The effects of a fledgling marriage and piling debt took a physical toll on George Richardson and nearly left him homeless.
The 52-year-old Augusta man and his new wife accrued debts just a few months into their marriage. When the couple split, he said, he was left with the credit card bills and a late notice. Before his marriage, Richardson said, he never had a credit card.
"I just did not have the income to satisfy the bills," said Richardson, who works as a fabrics inspector for Carole Fabrics. "I was really overwhelmed, and I didn't know what to do because I had never had these problems before."
The Navy veteran was referred to the CSRA's Economic Opportunity Authority's Homeless Prevention/Rapid Re-Housing Renters Assistance Program, which granted him with the rental and utilities assistance he needed to stay in his home.
The stimulus-funded program has thus far provided more than $50,000 in rental and utilities assistance to residents since it began in October, program coordinator Shaundra Dority said.
"For the people who have received an eviction or a late notice, we try to get them to a point where they can be self-sustained," Dority said. "It's not just a handout. We're trying to keep them in their homes."
A case manager works with clients on creating a budget, finding employment and connecting with other community resources, Dority said. The agency can provide financial assistance for up to 18 months, she said.
Devan Cupid, a case manager with the program, said she works with at least 15 families each week. Most of her clients have lost jobs.
"It's been said that the situation has improved, but that's not evident yet for a lot of my clients," she said. "More people are finding employment, but there is still a need for these services."

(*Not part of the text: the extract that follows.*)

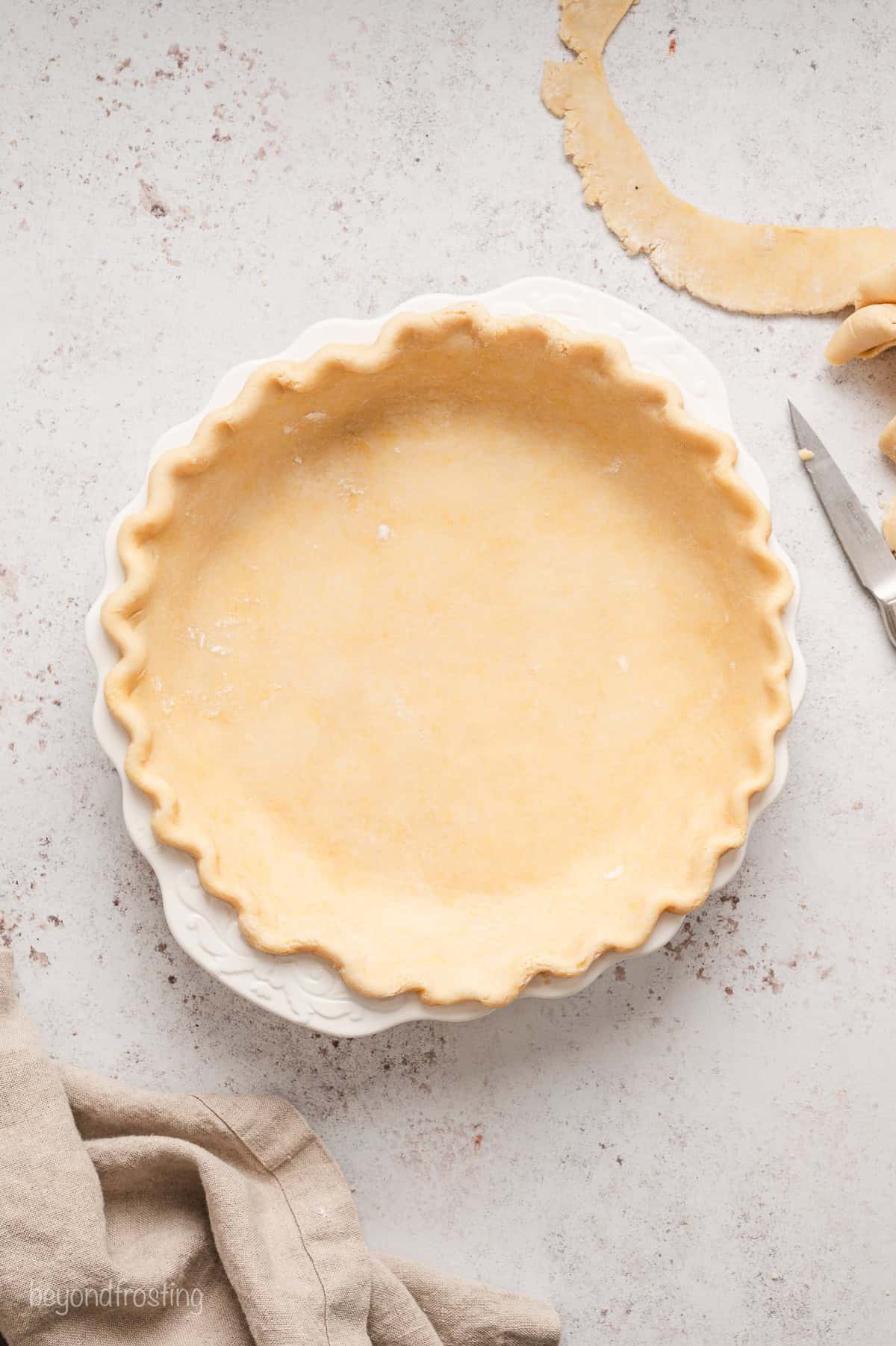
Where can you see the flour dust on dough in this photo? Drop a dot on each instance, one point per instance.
(748, 268)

Though Richardson kept his job, he had to cut back his hours because of health problems ignited by stress over his finances.
"My blood pressure went up, and my doctor said I couldn't work my job like I was doing," he said.
Richardson said the renters assistance program helped him pay his rent and utilities from February until this month. The program also helped him learn to balance his budget so he could make timely credit payments, he said.
Richardson and his wife reconciled in May and celebrated their first anniversary earlier this month. He said the renters assistance program and reuniting with his wife got him back on track.
"They genuinely were concerned about my financial situation," Richardson said. "They taught me how to budget, and now my wife and I are sharing the bills and doing more cost-effective things. ... I'm finally getting ahead."